This thesis comprises three studies on the behavioral properties of the stock market by constructing an artificial stock market using the agent-based modeling.
The first study investigates the influences on the price volatility when uninformed traders increase in the market due to the decrease of trading fees. Nowadays, as trading fees decrease, the number of participants of the uninformed traders and also the trade frequency of those participants have increased. This can have influence on the price volatility in the view of an increase in flexibility and heterogeneity. While volatility increases due to the increase in heterogeneity of the total participants, volatility decreases as flexibility increases with the number of participants and trade frequency. So we can see price volatility decrease as uninformed traders increase in the market.
The second study is an inquiry into the relationship between time-horizon of strategy and market, which is conditioned by the trend and volatility of the market price. In markets with the strongly increasing trend of price, long-term investment strategy results in a higher cumulative return than short-term strategy during the same time period. And short-term investment strategy can work better in markets with weakly increasing trend. We can also see that while volatility gives the incentive to use short-term strategy, it is negatively correlated with overall market investment returns.

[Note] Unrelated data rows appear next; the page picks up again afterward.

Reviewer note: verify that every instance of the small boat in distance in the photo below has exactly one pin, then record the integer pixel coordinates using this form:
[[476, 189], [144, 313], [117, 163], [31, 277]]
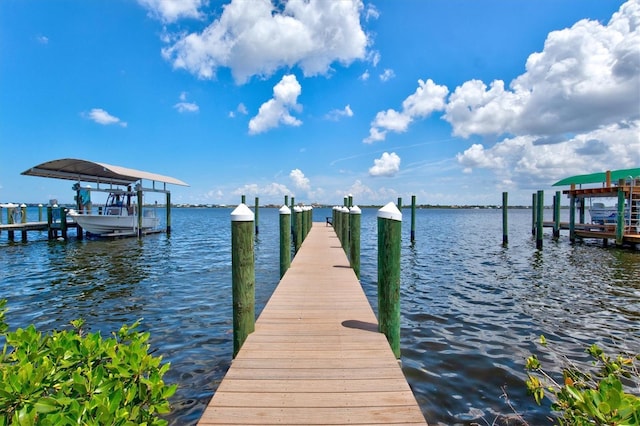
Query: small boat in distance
[[602, 214], [118, 217]]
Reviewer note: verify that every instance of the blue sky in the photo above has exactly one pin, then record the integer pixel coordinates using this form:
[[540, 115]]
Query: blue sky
[[454, 101]]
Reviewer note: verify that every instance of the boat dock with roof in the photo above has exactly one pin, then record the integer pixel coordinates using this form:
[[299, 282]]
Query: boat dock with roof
[[619, 222], [122, 215]]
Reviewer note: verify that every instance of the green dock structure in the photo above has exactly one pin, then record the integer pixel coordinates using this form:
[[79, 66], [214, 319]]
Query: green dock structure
[[316, 355]]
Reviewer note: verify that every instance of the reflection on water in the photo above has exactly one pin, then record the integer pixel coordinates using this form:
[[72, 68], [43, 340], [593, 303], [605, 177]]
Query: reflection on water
[[472, 310]]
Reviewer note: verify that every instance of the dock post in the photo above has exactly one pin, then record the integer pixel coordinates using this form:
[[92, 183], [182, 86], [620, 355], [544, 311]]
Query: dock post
[[540, 220], [505, 227], [242, 275], [413, 218], [354, 245], [556, 215], [345, 230], [534, 212], [299, 217], [63, 222], [168, 212], [50, 222], [285, 239], [139, 193], [10, 234], [620, 221], [572, 218], [256, 211], [23, 213], [389, 235]]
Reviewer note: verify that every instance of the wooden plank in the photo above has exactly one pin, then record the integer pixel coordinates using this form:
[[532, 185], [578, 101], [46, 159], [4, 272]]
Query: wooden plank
[[316, 356]]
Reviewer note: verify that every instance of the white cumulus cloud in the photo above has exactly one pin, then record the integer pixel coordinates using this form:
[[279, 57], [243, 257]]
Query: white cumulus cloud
[[299, 180], [427, 98], [258, 37], [386, 165], [101, 116], [277, 109], [172, 10]]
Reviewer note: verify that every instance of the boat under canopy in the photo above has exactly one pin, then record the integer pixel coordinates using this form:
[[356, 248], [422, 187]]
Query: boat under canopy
[[600, 177], [120, 215], [90, 171]]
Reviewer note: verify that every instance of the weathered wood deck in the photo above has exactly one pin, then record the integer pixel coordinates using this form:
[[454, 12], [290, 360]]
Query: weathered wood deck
[[316, 356]]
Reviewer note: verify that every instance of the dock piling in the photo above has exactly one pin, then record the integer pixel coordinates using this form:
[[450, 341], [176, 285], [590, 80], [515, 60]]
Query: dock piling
[[242, 275], [285, 239], [389, 248]]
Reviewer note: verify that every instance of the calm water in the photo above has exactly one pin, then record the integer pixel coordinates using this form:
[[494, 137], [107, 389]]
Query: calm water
[[471, 310]]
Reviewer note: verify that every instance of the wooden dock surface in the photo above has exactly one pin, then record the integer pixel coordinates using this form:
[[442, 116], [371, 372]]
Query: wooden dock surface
[[316, 356]]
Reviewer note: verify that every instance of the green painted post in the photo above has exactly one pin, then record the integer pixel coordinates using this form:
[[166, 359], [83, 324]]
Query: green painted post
[[505, 226], [257, 213], [540, 219], [620, 222], [413, 218], [139, 194], [23, 214], [299, 219], [242, 275], [354, 244], [556, 215], [285, 239], [572, 218], [345, 230], [389, 236], [63, 222], [50, 231], [168, 212], [534, 212]]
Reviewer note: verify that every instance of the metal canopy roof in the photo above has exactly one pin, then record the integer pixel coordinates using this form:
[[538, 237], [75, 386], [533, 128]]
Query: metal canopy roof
[[599, 177], [89, 171]]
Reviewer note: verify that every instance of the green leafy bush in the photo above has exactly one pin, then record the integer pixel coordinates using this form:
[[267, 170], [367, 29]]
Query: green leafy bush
[[68, 377], [595, 397]]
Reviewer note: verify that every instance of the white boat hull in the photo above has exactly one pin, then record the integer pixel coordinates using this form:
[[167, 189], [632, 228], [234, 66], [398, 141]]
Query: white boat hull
[[112, 224]]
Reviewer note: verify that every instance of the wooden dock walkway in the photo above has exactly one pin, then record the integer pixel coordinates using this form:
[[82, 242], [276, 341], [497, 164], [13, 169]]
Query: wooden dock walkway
[[316, 356]]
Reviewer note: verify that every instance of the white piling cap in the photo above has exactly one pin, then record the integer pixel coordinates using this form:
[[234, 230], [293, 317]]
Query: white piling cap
[[285, 210], [390, 211], [242, 213]]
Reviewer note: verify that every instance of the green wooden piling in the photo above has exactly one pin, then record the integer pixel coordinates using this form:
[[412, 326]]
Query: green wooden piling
[[389, 236], [572, 218], [285, 239], [168, 212], [257, 213], [10, 234], [556, 215], [345, 230], [540, 220], [139, 194], [63, 222], [298, 235], [505, 226], [242, 275], [534, 213], [620, 223], [413, 218], [354, 244]]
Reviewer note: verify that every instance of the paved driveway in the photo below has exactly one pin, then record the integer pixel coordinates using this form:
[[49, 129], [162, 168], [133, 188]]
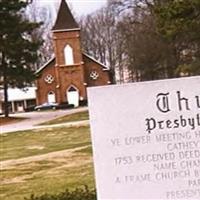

The final study investigates whether the forecasting behavior of traders and other factors can have influence on the time-series property of the market equilibrium price. In this model, trader forecasts the price of the next period based on the price of the current one. But the time-series of the market equilibrium price does not have an exact autoregressive process of order 1(AR (1)). We also find that the number of traders, variance of expected prices and market growth have influences on the behavioral characteristics of the market price.